Hopper Tensor Core GPU will provide support for NVIDIA Grace Hopper CPU+GPU architecture. The TB -level acceleration calculation can be constructed, which can provide 10 times the performance for large AI and HPCs. Nvidia Grace CPU uses ARM^® The flexibility of the architecture to create a CPU And the server architecture, this architecture is designed for accelerated calculations.

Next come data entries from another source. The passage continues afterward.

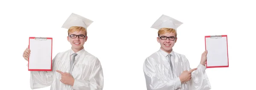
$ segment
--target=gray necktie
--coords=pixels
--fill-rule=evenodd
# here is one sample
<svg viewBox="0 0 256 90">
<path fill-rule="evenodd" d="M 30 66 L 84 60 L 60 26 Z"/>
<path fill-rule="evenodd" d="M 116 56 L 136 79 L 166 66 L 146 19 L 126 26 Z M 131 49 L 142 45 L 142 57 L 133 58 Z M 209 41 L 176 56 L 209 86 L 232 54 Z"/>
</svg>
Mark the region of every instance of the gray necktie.
<svg viewBox="0 0 256 90">
<path fill-rule="evenodd" d="M 174 73 L 174 72 L 173 72 L 173 66 L 172 66 L 172 60 L 171 60 L 171 54 L 169 54 L 168 55 L 168 57 L 169 57 L 169 63 L 170 63 L 170 65 L 171 66 L 171 69 L 172 70 L 172 76 L 173 76 L 173 73 Z"/>
<path fill-rule="evenodd" d="M 71 70 L 72 69 L 72 67 L 73 67 L 73 64 L 74 64 L 74 62 L 75 62 L 75 57 L 77 55 L 77 54 L 74 53 L 73 54 L 73 57 L 72 57 L 72 59 L 70 61 L 70 72 L 71 72 Z"/>
</svg>

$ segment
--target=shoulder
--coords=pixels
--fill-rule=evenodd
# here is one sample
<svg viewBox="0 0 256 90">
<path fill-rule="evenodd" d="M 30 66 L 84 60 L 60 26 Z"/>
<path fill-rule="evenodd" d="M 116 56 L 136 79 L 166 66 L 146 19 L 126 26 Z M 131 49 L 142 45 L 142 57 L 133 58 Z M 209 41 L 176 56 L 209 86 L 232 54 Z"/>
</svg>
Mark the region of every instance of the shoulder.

Hopper GPU is matched with Grace CPU, using NVIDIA's super fast chip interconnection technology, which can be provided 900GB/s bandwidth is 7 times faster than PCIE 5.0. Compared with the fastest -running server today, this innovative design will The GPU's aggregate system memory bandwidth increases by 30 times, and the application performance of the application of trillion -byte data will increase 10 times.

View product specifications

Appearance	H100 SXM	H100 PCIe
FP64	34 teraFLOPS	26 teraFLOPS
FP64 Tensor Core	67 teraFLOPS	51 teraFLOPS
FP32	67 teraFLOPS	51 teraFLOPS
TF32 Tensor Core	989 teraFLOPS*	756teraFLOPS*
BFLOAT16 Tensor Core	1979 teraFLOPS*	1,513 teraFLOPS*
FP16 Tensor Core	1979 teraFLOPS*	1,513 teraFLOPS*
FP8 Tensor Core	3958 teraFLOPS*	3026 teraFLOPS*
INT8 Tensor Core	3958 TOPS*	3026 TOPS*
GPU Memory	80GB	80GB
GPU Bandwidth	3.35TB/s	2TB/s
Decoder	7 NVDEC 7 JPEG	7 NVDEC 7 JPEG
Maximum hot design power (TDP)	700 W (configurable)	300-350 W (configurable)
Multi -instance GPU	Up to 7 mig @each10GB
Appearance	SXM	PCIe Double slot air -cooled style
Interconnection	NVLink：900GB/s PCIe 5.0：128GB/s	NVLink：600GB/s PCIe 5.0：128GB/s
Server option	NVIDIA HGX^™H100 partners and 4 or 8 GPUs NVIDIA certification system^™ ，Equipped with 8 GPU NVIDIA DGX^™ H100	Equipped with 1 to 8 GPU partnership system and NVIDIA certification system
NVIDIA AI Enterprise	Additional component	Contain

* Use sparse technology display. Without the use of sparse technology, the specifications are reduced by half.

Preliminary product specifications. Changes may change.